Kruskal's algorithm applies a greedy strategy: always pick the cheapest available edge that does not create a cycle. This works because of the cut property of MSTs — for any cut of the graph, the minimum-weight edge crossing the cut must be in the MST. By processing edges in ascending weight order and adding them only if they connect two previously disconnected components, we build the MST one edge at a time.

Approach

  1. Sort all edges by weight in ascending order.
  2. Initialize a Union-Find (Disjoint Set Union) data structure with V components.
  3. Iterate through the sorted edges:
    • For each edge (u, v, w), check if u and v are in different components using find.
    • If they are, add this edge to the MST and union the two components.
    • If they are already in the same component, skip the edge (it would create a cycle).
  4. Stop when the MST has V - 1 edges (or all edges have been processed).
  5. Return the MST edges and total weight.

Pseudocode

function kruskal(vertices, edges):
    sort edges by weight ascending
    uf = new UnionFind(vertices)
    mst = []
    totalWeight = 0

    for (u, v, w) in edges:
        if uf.find(u) != uf.find(v):
            uf.union(u, v)
            mst.append((u, v, w))
            totalWeight += w
            if length(mst) == length(vertices) - 1:
                break

    return mst, totalWeight

class UnionFind:
    parent = [i for i in range(n)]
    rank = [0 for i in range(n)]

    function find(x):
        if parent[x] != x:
            parent[x] = find(parent[x])    // path compression
        return parent[x]

    function union(x, y):
        rootX = find(x)
        rootY = find(y)
        if rootX == rootY: return
        if rank[rootX] < rank[rootY]:
            parent[rootX] = rootY
        elif rank[rootX] > rank[rootY]:
            parent[rootY] = rootX
        else:
            parent[rootY] = rootX
            rank[rootX] += 1

Time & Space Complexity

MeasureComplexityJustification
TimeO(E log E)Dominated by sorting edges.

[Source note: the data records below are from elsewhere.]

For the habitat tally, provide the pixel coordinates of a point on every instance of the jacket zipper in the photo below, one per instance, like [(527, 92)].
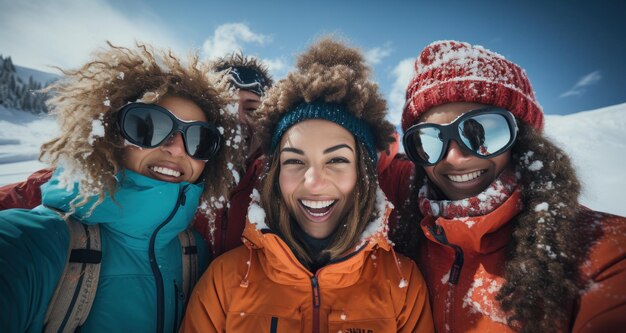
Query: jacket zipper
[(316, 304), (457, 264), (158, 277), (316, 289), (453, 276), (177, 298)]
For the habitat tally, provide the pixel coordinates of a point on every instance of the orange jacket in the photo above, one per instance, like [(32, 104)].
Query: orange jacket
[(262, 287), (473, 250)]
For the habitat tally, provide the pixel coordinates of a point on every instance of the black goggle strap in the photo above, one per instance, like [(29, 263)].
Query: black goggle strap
[(206, 149), (248, 78), (471, 137)]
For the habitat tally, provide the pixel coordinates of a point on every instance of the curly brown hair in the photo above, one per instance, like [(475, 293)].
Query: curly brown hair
[(330, 72), (91, 96), (547, 247)]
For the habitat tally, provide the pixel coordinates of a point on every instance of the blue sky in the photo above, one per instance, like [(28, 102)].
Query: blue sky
[(572, 51)]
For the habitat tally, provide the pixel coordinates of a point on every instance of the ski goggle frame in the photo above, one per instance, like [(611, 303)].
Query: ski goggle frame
[(248, 78), (150, 125), (484, 133)]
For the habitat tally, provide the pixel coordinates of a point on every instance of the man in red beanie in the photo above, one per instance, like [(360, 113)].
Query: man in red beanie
[(506, 246)]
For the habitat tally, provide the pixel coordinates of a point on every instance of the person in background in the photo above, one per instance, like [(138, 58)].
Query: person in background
[(505, 244), (250, 79), (144, 139), (316, 256), (223, 227)]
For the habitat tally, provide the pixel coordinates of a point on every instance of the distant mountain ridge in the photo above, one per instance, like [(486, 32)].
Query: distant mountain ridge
[(20, 87)]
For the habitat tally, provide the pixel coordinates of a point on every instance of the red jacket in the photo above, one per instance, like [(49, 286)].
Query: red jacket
[(229, 222), (476, 248), (262, 287)]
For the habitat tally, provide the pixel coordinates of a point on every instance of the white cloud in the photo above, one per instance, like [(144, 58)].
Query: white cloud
[(375, 55), (580, 87), (231, 37), (63, 33), (403, 72)]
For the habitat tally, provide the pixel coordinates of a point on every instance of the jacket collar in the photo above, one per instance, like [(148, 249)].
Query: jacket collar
[(282, 266), (140, 204), (480, 234)]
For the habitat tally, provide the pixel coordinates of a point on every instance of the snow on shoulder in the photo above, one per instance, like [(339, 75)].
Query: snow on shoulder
[(256, 214), (379, 225)]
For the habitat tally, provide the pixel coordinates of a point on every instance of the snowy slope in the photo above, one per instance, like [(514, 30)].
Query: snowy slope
[(596, 141), (42, 77)]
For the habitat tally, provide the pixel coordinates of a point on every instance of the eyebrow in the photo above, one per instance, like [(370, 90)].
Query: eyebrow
[(326, 151), (337, 147)]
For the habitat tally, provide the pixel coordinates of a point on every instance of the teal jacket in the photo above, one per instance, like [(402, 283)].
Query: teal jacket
[(141, 272)]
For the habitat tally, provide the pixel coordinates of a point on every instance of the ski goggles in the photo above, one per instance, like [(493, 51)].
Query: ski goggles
[(149, 125), (484, 133), (248, 78)]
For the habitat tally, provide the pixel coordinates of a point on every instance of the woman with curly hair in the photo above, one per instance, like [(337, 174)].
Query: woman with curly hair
[(144, 139), (505, 245), (316, 257)]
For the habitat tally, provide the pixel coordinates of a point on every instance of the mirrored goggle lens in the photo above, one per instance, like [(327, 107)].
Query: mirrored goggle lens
[(201, 142), (485, 134), (249, 79), (426, 144), (146, 127)]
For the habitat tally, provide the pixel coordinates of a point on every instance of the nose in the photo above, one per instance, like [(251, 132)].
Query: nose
[(455, 154), (174, 145), (314, 179)]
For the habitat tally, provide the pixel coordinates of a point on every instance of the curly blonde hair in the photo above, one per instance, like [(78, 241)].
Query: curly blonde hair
[(87, 100)]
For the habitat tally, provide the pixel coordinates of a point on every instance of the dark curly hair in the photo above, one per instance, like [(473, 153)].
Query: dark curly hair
[(547, 247)]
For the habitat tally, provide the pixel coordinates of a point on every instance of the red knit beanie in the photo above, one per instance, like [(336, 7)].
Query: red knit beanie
[(451, 71)]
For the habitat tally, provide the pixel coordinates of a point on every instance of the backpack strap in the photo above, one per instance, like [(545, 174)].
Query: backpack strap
[(77, 287), (189, 250)]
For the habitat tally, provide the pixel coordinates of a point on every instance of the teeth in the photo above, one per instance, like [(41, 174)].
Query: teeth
[(319, 214), (165, 171), (317, 204), (466, 177)]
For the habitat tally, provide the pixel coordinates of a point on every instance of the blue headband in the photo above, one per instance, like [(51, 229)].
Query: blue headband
[(331, 112)]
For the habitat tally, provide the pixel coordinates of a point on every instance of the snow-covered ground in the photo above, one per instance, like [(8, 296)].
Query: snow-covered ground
[(595, 140)]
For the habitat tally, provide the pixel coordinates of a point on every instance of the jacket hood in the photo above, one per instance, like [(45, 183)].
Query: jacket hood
[(282, 266), (139, 206)]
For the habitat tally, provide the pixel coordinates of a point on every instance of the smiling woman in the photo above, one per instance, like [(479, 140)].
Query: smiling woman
[(316, 240)]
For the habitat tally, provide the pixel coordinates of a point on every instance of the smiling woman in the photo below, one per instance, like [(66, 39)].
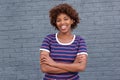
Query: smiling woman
[(63, 55)]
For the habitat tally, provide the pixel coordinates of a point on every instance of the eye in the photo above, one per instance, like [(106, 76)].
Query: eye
[(58, 20)]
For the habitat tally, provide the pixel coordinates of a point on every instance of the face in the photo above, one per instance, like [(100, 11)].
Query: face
[(64, 23)]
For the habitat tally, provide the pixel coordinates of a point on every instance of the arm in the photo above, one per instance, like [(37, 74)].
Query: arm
[(47, 68), (78, 65)]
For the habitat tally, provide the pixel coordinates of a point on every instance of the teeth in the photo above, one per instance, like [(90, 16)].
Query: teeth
[(63, 27)]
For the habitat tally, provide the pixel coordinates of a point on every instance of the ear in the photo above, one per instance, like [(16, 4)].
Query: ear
[(72, 21)]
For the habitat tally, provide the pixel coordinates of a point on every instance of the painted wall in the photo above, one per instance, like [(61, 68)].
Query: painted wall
[(24, 24)]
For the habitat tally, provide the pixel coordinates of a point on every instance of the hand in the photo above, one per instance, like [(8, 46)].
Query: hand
[(47, 60)]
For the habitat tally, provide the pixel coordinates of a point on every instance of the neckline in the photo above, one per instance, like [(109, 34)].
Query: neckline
[(64, 43)]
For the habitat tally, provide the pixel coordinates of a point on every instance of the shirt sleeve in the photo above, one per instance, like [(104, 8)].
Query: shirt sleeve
[(45, 44), (82, 48)]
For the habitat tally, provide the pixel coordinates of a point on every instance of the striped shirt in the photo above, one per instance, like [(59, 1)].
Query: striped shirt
[(63, 52)]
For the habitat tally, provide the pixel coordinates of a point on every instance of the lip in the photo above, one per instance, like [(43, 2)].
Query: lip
[(63, 27)]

Union-Find operations are nearly O(1) amortized (inverse Ackermann).
SpaceO(V + E)Union-Find arrays of size V, edge list of size E

Key Insights

  • Union-Find with path compression and union by rank makes cycle detection nearly O(1) per operation, which is why the sort dominates the runtime.
  • Kruskal's is particularly efficient for sparse graphs (E close to V) since sorting E edges is cheap. For dense graphs (E close to V^2), Prim's algorithm with a Fibonacci heap (O(E + V log V)) may be better.
  • The algorithm naturally handles disconnected graphs: it produces a minimum spanning forest (one MST per connected component).
  • If all edge weights are distinct, the MST is unique. With duplicate weights, multiple valid MSTs may exist but all have the same total weight.

Algorithm Dependencies

This algorithm depends on union-find for O(alpha(n)) amortized cycle detection. Union-Find with path compression and union by rank determines whether adding an edge would create a cycle by checking if both endpoints are in the same connected component.

Edge Cases

  • Single vertex, no edges: the MST is empty with weight 0.
  • Already a tree (E = V - 1): all edges are in the MST (assuming connected).
  • Disconnected graph: the algorithm produces a minimum spanning forest; the MST will have fewer than V - 1 edges.
  • Negative edge weights: handled correctly since the algorithm only compares weights.
  • Self-loops: always create a cycle with a single node; they are never included.
  • Parallel edges (multi-graph): only the cheapest among parallel edges can be in the MST; the sort naturally prioritizes it.